Pemerintah DKI Jakarta (Daerah Khusus Ibukota) telah menjamin bahwa tarif MRT dan LRT di Jakarta tidak akan naik, meski ada penurunan Dana Bagi Hasil (DBH) yang diterima dari pemerintah pusat sebesar Rp 15 triliun. Menurut Kepala Dinas Perhubungan DKI Jakarta, Syafrin Liputo, analisis subsidi tarif MRT dan LRT masih masuk dalam perhitungan.

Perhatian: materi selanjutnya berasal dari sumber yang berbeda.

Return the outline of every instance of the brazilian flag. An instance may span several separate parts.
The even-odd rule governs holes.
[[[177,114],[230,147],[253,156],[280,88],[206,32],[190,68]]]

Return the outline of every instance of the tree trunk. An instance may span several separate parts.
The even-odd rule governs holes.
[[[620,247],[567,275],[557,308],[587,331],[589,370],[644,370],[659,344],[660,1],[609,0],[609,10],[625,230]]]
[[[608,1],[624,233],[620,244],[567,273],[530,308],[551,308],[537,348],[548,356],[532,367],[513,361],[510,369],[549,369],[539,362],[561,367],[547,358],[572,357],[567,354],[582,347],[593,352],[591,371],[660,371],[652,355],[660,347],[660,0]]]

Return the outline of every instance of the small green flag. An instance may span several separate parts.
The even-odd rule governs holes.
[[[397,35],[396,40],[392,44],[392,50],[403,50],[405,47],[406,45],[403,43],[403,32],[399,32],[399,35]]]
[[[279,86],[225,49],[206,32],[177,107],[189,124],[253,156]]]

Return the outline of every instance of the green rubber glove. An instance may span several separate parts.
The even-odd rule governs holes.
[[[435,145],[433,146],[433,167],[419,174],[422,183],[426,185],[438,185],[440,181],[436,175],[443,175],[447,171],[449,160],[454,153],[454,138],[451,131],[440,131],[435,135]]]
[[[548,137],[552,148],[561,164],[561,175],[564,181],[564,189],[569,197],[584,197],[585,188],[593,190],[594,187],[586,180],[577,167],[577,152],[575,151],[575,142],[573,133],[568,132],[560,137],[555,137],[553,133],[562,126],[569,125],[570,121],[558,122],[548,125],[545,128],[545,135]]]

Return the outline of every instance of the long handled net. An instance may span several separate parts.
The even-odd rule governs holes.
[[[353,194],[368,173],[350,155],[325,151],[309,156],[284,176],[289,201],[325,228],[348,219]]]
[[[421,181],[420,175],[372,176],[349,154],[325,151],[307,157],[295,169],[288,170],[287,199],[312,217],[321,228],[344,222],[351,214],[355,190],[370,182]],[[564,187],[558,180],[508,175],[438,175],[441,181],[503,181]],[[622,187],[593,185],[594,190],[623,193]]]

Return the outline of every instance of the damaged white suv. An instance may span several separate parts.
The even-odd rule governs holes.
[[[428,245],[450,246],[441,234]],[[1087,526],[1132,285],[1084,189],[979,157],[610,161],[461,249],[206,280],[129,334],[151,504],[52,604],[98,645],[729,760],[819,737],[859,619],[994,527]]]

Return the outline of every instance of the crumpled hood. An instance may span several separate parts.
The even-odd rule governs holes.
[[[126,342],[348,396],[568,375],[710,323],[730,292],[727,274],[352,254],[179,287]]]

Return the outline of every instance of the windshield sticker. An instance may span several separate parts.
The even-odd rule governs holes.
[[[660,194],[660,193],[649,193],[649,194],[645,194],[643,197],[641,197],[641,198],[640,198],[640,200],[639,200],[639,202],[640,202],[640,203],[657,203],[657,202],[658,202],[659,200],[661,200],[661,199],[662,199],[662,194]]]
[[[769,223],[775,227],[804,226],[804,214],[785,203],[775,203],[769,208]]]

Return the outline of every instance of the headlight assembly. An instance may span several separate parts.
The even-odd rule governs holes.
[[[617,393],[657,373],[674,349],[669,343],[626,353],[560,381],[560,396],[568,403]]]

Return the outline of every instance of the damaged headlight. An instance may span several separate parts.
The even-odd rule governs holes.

Syafrin menjelaskan bahwa untuk perhitungan willingness to pay dan analisis ability to pay pengguna, tarif MRT dan LRT saat ini masih di dalam batas yang berlaku. "Jadi kalau kita lihat hitungan tahun lalu, angka keekonomian tarif MRT itu Rp 13 ribu sekian, tarifnya Rp 7 ribu. Sehingga subsidi 2024 rata-rata per pelanggan itu sekitar Rp 6 ribu rupiah dan ini masih masuk dari perhitungan kita," ujarnya.
Namun, Syafrin menyebutkan bahwa tarif Transjakarta butuh penyesuaian. Dia menjelaskan bahwa tarif Rp 3.500 diterapkan sejak 2005 saat bus belum berganti nama Transjakarta. Untuk menentukan tarif Transjakarta, Syafrin menggunakan metode yang berdasarkan pada inflasi dan angka upah minimum provinsi pada saat itu.
"Saat ini tarif UMP adalah Rp 5,3 juta, tapi jika kita membandingkan dengan harga barang pada tahun 2005, sudah terjadi kenaikan sebesar 2,87 kali lipat," ucapnya. Syafrin juga menyebutkan bahwa inflasi rata-rata di Jakarta terus mengalami kenaikan sebesar 186,7% dalam 20 tahun terakhir.
Penyesuaian tarif Transjakarta dibutuhkan untuk menjaga keberlanjutan layanan dan mencegah biaya yang tidak terduga. Syafrin menyatakan bahwa penyesuaian ini harus dilakukan sebelum kenaikan tarif, sehingga tidak akan mempengaruhi pengguna umum.
Pemerintah DKI Jakarta juga mengakui potongan DBH sangat besar dan menjadi tantangan bagi Pemprov untuk menjalankan program. Namun, Pramono Anung, Gubernur Jakarta, mengatakan bahwa Pemprov harus melakukan realokasi dan efisiensi dalam penggunaan anggaran BUMD.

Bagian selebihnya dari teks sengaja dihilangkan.